This last week, the Huffington Post derided President Obama’s fiscal commission co-chair, former Senator Alan Simpson, suggesting that his proposals to increase Social Security’s eligibility age were founded upon gross ignorance of the details of longevity trends (disclosure: I worked for the Senator fifteen years ago, but have not consulted with him about either the interview or this piece). Paul Krugman and Ezra Klein thereafter continued this attack on their blogs with the New York Times and the Washington Post respectively.

The aim of the attacks was to spread the impression that the Simpson-Bowles commission’s Social Security eligibility age recommendations were premised on misinformation.
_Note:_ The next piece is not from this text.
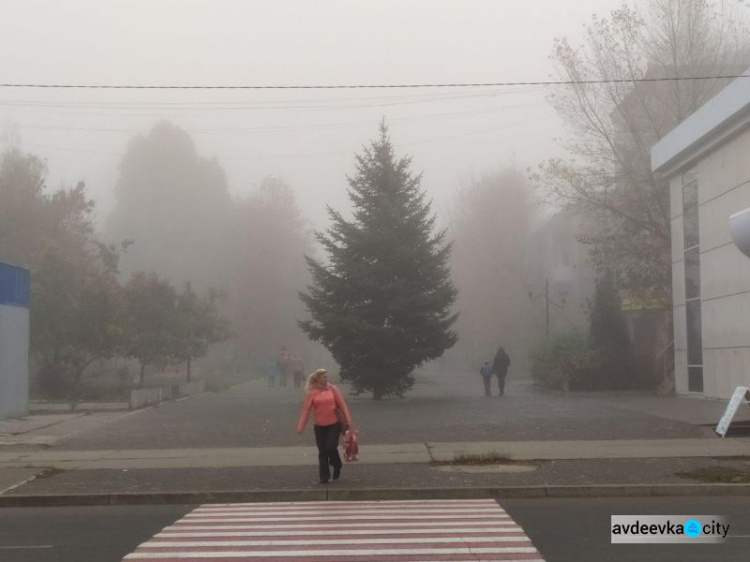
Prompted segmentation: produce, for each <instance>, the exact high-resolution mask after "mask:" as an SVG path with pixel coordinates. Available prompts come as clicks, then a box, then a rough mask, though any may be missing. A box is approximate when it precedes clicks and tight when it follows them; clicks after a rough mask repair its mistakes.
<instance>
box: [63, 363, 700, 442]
mask: <svg viewBox="0 0 750 562" xmlns="http://www.w3.org/2000/svg"><path fill="white" fill-rule="evenodd" d="M482 394H483V391H482V388H481V380H480V377H479V375H476V376H472V375H469V374H466V375H460V376H458V375H457V376H454V377H445V378H443V379H442V380H440V381H439V384H423V385H418V386H417V387H416V388H414V389H413V390H412V391H410V392H409V394H408V395H407V397H406V398H403V399H398V398H390V399H386V400H382V401H379V402H375V401H373V400H371V399H370V398H369V397H364V396H363V397H356V398H353V397H349V398H348V402H349V407H350V409H351V411H352V415H353V417H354V421H355V424H356V425H357V427H358V429H359V430H360V434H361V437H362V439H363V440H366V442H367V443H369V444H378V443H387V444H398V443H423V442H428V441H452V442H465V441H524V440H568V439H666V438H682V437H701V436H702V434H701V432H700V429H699V428H698V427H696V426H693V425H690V424H686V423H681V422H676V421H671V420H667V419H664V418H659V417H656V416H651V415H648V414H644V413H639V412H634V411H630V410H626V409H623V408H617V407H614V406H611V405H608V404H605V403H602V402H598V401H596V400H590V399H587V398H581V397H574V396H562V395H559V394H554V393H539V392H535V391H533V390H531V389H530V388H529V386H528V385H525V384H518V383H514V382H512V381H511V382H510V384H509V387H508V393H507V394H506V396H504V397H503V398H500V397H497V396H493V397H492V398H484V397H483V396H482ZM302 398H303V396H302V392H301V390H300V389H295V388H292V387H287V388H279V387H276V388H267V387H266V386H265V384H264V382H263V381H255V382H251V383H248V384H244V385H241V386H238V387H234V388H232V389H229V390H228V391H226V392H223V393H218V394H211V393H209V394H204V395H200V396H197V397H195V398H192V399H189V400H184V401H180V402H172V403H166V404H163V405H161V406H159V407H157V408H151V409H148V410H145V411H143V412H139V413H137V414H134V415H129V416H125V417H123V418H121V419H118V420H115V421H112V422H109V423H106V424H104V425H102V426H101V427H97V428H94V429H91V430H89V431H86V432H83V433H81V434H79V435H77V436H74V437H71V438H68V439H64V440H61V441H59V442H57V443H56V444H55V448H56V449H58V450H60V449H77V450H96V449H111V448H112V447H113V444H115V443H116V444H117V447H118V448H120V449H161V448H202V447H273V446H289V445H299V444H300V443H310V442H311V439H312V437H311V436H310V435H305V436H303V438H302V440H300V438H299V437H298V436H297V434H296V431H295V427H296V424H297V420H298V418H299V414H300V409H301V406H302Z"/></svg>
An examination of the policy realities, however, demonstrates otherwise.

The particular chronology was as follows: a reporter contacted Senator Simpson and read him some figures suggesting that life expectancy had grown since 1940 by much less than the Senator had been claiming. Senator Simpson reportedly expressed some unfamiliarity with the particular figures cited, whereupon the reporter stated that they came from the Social Security Administration. An online article resulted, alleging that the Senator suffered from an “apparent unfamiliarity with the history and foundation of Social Security.” (For good measure, the piece mocked Senator Simpson for saying that Social Security was originally “not a retirement program”; more on this later).